I answered as cautiously as I could.
“I forgive you. I want you to know that. I know you’re upset and hurting and I know you did not mean what you said.”
Geez. She said all of that so fast that it took my brain a minute to register it. “Mace, are you there?”
“Yeah, I’m here. I heard you.”
“I wanted to call to apologize and remind you about the rehearsal dinner tonight at the church. We’re going to have a few drinks after and then you’re staying with me remember?”
I couldn’t forget, trust me. I’d stressed about her wedding since I found out that Trevor and I would have to walk together. But now that was the absolute least of my worries since Trevor and I had seemed to find some sort of peace
. Yeah I definitely couldn’t forget the rehearsal dinner or anything.
“Yeah Hales, I’ll be there of course. I’m sorry about last night.”
“Don’t worry about it ok? We’ll pretend it never happened. I just need you tonight and tomorrow. Ahhh, I’m so excited!! I’m getting married!”
I smiled as I listened to her ramble on and on excitedly. I really was so happy for her. I know one day I’ll find my happiness like she has with Marcus. Please oh please let it be with Luke
like it’s supposed to be. I don’t know what I’ll do if it isn’t.
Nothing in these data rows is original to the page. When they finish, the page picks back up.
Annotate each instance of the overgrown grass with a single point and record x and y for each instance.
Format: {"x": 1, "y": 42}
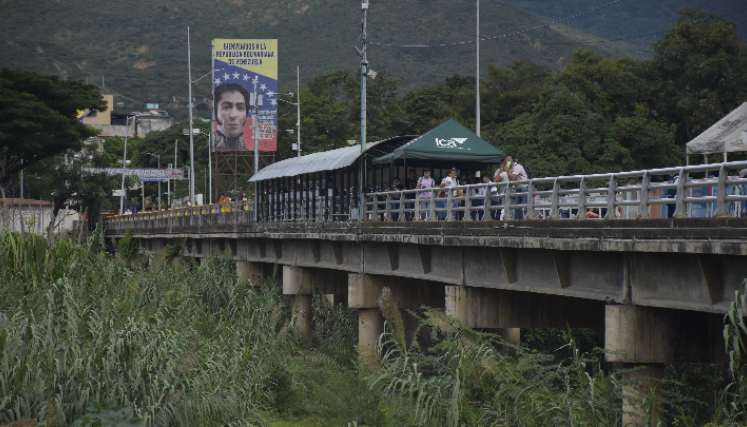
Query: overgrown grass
{"x": 179, "y": 347}
{"x": 86, "y": 339}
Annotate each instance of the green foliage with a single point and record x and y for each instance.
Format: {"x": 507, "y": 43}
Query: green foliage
{"x": 170, "y": 346}
{"x": 97, "y": 343}
{"x": 38, "y": 118}
{"x": 27, "y": 261}
{"x": 127, "y": 247}
{"x": 101, "y": 417}
{"x": 734, "y": 333}
{"x": 563, "y": 137}
{"x": 466, "y": 379}
{"x": 699, "y": 70}
{"x": 510, "y": 92}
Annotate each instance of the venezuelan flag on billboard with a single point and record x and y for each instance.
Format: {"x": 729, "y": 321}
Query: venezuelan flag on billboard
{"x": 241, "y": 67}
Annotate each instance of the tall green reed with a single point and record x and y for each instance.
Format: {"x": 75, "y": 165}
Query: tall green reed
{"x": 180, "y": 347}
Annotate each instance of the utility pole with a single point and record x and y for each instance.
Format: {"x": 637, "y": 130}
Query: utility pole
{"x": 477, "y": 74}
{"x": 176, "y": 145}
{"x": 212, "y": 122}
{"x": 256, "y": 101}
{"x": 191, "y": 133}
{"x": 364, "y": 72}
{"x": 298, "y": 109}
{"x": 124, "y": 169}
{"x": 159, "y": 184}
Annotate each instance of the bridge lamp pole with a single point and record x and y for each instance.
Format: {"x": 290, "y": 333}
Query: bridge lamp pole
{"x": 298, "y": 114}
{"x": 124, "y": 169}
{"x": 210, "y": 160}
{"x": 159, "y": 181}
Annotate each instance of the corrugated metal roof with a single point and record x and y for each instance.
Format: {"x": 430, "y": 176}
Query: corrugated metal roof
{"x": 728, "y": 135}
{"x": 328, "y": 160}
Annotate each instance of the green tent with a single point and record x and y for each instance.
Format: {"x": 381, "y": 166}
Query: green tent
{"x": 451, "y": 144}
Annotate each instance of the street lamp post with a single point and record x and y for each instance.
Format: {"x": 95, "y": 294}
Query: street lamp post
{"x": 256, "y": 104}
{"x": 159, "y": 181}
{"x": 191, "y": 136}
{"x": 124, "y": 169}
{"x": 210, "y": 149}
{"x": 477, "y": 82}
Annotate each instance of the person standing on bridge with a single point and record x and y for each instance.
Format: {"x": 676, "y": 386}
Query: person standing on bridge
{"x": 425, "y": 181}
{"x": 515, "y": 172}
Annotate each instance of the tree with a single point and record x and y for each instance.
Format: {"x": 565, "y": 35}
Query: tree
{"x": 563, "y": 137}
{"x": 700, "y": 72}
{"x": 620, "y": 91}
{"x": 611, "y": 87}
{"x": 507, "y": 93}
{"x": 86, "y": 192}
{"x": 38, "y": 118}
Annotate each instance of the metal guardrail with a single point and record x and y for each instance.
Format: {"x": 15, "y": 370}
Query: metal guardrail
{"x": 246, "y": 205}
{"x": 545, "y": 198}
{"x": 540, "y": 198}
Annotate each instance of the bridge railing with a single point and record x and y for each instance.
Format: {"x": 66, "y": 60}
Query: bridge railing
{"x": 701, "y": 190}
{"x": 164, "y": 214}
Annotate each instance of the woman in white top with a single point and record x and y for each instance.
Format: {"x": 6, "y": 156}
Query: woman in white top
{"x": 450, "y": 181}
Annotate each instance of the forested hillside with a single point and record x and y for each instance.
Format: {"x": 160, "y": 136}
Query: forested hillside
{"x": 140, "y": 47}
{"x": 639, "y": 22}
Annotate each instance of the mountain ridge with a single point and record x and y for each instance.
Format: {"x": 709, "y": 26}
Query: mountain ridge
{"x": 140, "y": 49}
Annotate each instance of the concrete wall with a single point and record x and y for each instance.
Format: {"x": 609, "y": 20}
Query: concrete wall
{"x": 143, "y": 126}
{"x": 35, "y": 219}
We spoke our goodbyes and I told her I’d be at the church at six this evening to run through everything. She also informed me that before we went to have a few drinks we would have to go set up a few more things at the reception hall. It was also the first time I would get to see where I would be singing from. Luke and I should have made up by now. It’s going to be very hard to sing about love when love is what is so absent from my life.
*******
Paul decided to tag along to the rehearsal dinner which didn’t bother me in the least bit. His company was about the best and most comforting for me lately. We pulled up at one of the two churches in the town. There was one
Catholic Church and then the Baptist church. Halley and Marcus were getting married in the Baptist church. I always like the Baptist weddings for the simple fact that they are over quick. They don’t play around. It’s like wham bam thank you ma’am, I know pronounce you husband and wife.